Under Edelman’s T.R.U.S.T Fund for America, the government would set aside a one-time amount of $7,000 for each child born in the U.S. (approximately 4 million children are born annually), and repeat this for new children annually for the next 35 years.

(Related: Advising Clients on Social Security: Talking Points, Part 1)

The money would be invested in a portfolio and managed by a “blue-ribbon” panel of experts appointed by the president and Congress.

After 35 years, Edelman explained, “the government would get back its initial outlay, plus inflation, and use the proceeds to fund the program for children born during the next 35-year cycle.”

The typical American worker, he said, will pay $605,038 in Social Security taxes by age 70. However, a “single deposit of just $7,000 to the T.R.U.S.T for America would produce identical retirement benefits.”

The program would cost the federal government $27.5 billion in the first year, he said. After 35 years, it would become permanently self-funding—a total cost of less than $1 trillion.

He compared his plan to the Securing Our Financial Future plan from June 2016 floated by the Bipartisan Policy Center’s Commission on Retirement Security, which he said would “cost a total of $12.5 trillion — $7.1 trillion in additional taxes and $5.4 trillion in benefits cuts.”

Shai Akabas, director of fiscal policy at BPC, told ThinkAdvisor on Wednesday that while he had not reviewed Edelman’s plan, BPC’s proposal is a “permanent” solution to fixing Social Security that has been scored by Steve Goss, chief actuary at the Social Security Administration.

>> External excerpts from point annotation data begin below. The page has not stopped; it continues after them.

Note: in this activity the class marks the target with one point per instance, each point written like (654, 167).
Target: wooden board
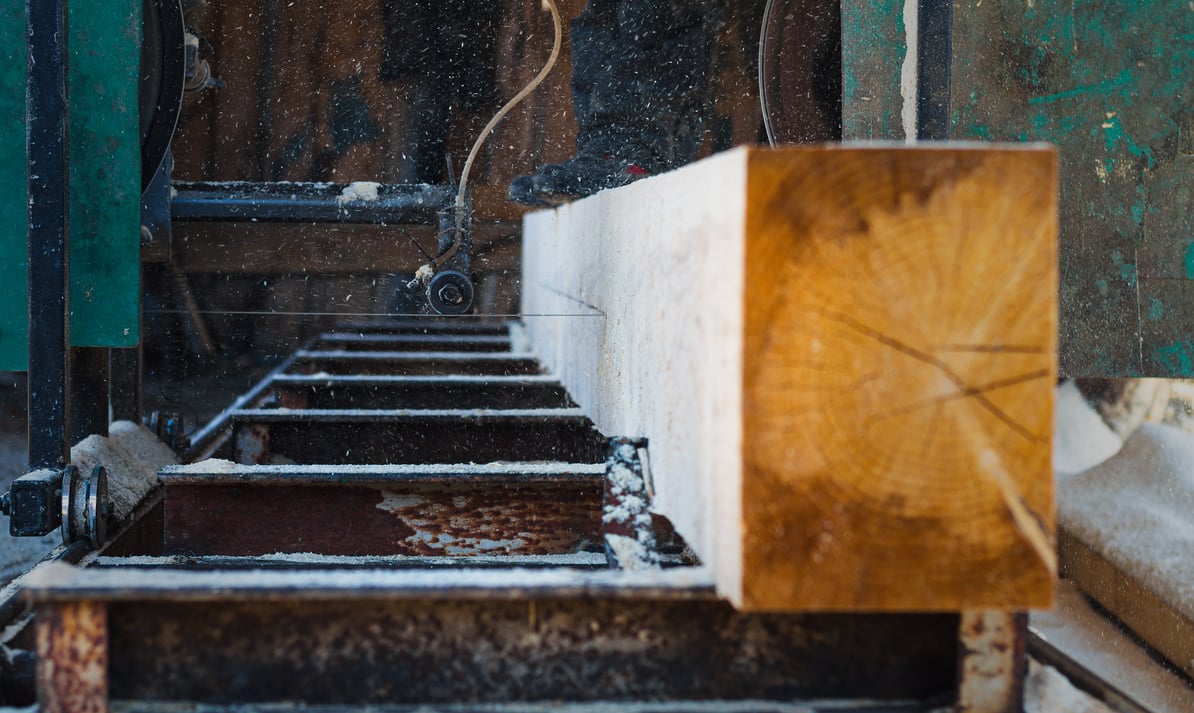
(843, 358)
(1156, 621)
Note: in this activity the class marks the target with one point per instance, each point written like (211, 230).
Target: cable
(428, 270)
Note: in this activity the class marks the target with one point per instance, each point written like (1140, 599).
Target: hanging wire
(426, 271)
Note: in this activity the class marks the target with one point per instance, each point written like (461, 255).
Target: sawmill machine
(404, 510)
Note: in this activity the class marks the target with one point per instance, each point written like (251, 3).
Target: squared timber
(843, 358)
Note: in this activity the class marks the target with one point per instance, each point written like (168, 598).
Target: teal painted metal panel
(105, 172)
(13, 253)
(1111, 83)
(105, 177)
(873, 49)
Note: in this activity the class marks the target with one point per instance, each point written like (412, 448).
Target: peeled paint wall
(1109, 84)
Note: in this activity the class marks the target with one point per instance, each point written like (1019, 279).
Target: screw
(450, 294)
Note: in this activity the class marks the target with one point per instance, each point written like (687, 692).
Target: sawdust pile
(1134, 509)
(1046, 690)
(131, 455)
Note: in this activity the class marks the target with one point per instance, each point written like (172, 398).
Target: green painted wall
(873, 49)
(13, 258)
(105, 177)
(1111, 84)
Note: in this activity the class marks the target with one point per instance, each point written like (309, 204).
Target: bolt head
(450, 294)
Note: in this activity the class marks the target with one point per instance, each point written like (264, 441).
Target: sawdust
(211, 465)
(359, 190)
(1046, 690)
(1081, 438)
(631, 554)
(131, 455)
(1136, 509)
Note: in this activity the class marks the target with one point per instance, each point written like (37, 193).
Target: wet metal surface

Goss “found that our proposal was sustainably solvent, and that if this proposal were enacted, it would be sustainable, not only for 75 years but even beyond that window.”

Retirement planning, Edelman said, is one of the most pressing issues facing investors. “We don’t have public policy that facilitates the ability for most Americans to save for the future,” he said. “Only half of Americans have access to a workplace retirement plan. It’s the worst it’s been since 1979.”

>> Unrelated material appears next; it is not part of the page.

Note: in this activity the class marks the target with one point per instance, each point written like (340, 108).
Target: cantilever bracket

Forty-five million people, he continued, “have no retirement plan at work at all.”

The average household has only $120,000 in retirement accounts, he said. “If you extrapolate that into monthly income, that’s only enough to produce about $400 per month. This is a real crisis.”

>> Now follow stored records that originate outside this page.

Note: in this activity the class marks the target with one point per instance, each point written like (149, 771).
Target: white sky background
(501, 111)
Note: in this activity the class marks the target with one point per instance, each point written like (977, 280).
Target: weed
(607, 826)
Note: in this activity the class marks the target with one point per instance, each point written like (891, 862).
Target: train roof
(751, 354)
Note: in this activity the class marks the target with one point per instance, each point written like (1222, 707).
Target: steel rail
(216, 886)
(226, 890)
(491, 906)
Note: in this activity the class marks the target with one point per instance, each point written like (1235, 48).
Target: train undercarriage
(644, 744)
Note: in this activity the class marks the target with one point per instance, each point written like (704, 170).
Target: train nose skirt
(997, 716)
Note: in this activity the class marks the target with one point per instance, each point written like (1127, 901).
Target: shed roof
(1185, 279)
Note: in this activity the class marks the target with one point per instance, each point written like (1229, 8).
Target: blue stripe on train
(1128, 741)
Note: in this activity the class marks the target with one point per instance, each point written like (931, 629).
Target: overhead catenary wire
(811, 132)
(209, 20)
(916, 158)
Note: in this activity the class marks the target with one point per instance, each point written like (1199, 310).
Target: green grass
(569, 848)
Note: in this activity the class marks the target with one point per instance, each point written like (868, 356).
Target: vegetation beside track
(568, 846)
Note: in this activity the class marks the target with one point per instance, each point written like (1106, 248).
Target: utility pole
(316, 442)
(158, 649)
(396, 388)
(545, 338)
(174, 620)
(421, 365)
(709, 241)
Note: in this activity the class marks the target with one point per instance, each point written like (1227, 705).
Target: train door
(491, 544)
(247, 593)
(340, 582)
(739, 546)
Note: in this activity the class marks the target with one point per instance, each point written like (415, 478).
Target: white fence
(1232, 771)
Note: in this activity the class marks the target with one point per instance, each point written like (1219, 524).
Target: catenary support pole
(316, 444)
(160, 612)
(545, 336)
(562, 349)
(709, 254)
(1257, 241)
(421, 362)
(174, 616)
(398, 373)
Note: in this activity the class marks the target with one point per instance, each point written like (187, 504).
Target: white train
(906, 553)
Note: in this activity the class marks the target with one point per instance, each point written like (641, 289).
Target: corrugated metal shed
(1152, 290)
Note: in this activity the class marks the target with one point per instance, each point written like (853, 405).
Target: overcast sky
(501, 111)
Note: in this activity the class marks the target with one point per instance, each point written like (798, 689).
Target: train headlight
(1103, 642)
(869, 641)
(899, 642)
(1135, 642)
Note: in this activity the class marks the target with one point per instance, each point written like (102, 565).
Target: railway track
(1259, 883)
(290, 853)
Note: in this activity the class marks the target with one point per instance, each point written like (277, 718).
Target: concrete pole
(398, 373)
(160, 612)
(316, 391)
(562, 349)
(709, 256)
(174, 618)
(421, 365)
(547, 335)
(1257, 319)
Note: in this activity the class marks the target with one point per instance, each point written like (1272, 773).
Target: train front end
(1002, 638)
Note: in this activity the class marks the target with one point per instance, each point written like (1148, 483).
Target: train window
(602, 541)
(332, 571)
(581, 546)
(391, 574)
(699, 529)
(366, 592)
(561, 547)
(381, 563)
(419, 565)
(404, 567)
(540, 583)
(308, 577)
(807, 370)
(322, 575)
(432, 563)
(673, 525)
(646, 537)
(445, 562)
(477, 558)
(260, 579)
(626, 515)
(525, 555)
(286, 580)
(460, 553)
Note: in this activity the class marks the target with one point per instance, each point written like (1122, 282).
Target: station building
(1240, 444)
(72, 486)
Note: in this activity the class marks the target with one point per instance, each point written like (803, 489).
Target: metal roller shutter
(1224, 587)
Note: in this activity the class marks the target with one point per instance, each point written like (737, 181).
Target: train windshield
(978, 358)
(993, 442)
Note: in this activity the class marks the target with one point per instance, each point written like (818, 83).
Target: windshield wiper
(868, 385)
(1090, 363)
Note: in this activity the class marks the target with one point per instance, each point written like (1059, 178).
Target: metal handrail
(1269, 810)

This is why Social Security “is so vitally important to us,” Edelman said. “Forty-three million Americans are currently receiving Social Security retirement benefits; the average check, though, is only $1,300.” That amount still represents about 40% of the average retirees’ income, he noted.

By 2033, according to the Congressional Budget Office, the Social Security Trust Fund will be completely depleted. “That means by 2031, retiree benefits are going to have to be cut by about a third. So that average check of $1,300 will get cut to $800 if nothing is done.”

Edelman stressed that his plan is “a companion to Social Security–to take the pressure off of Social Security if the benefits decrease.”

While Edelman said that he’s shared his plan with “several economists and folks on Capitol Hill to gauge the math” and assess whether the plan is “realistic,” he has not attempted to evaluate the plan’s “political fortunes,” he said.

“There are a lot of details that have to be worked out in the proposal,” he said. “My hope is that both sides of the political spectrum find this [plan] offers something for everybody,” adding that he’s “ready and willing to engage with Congress and the administration” about it.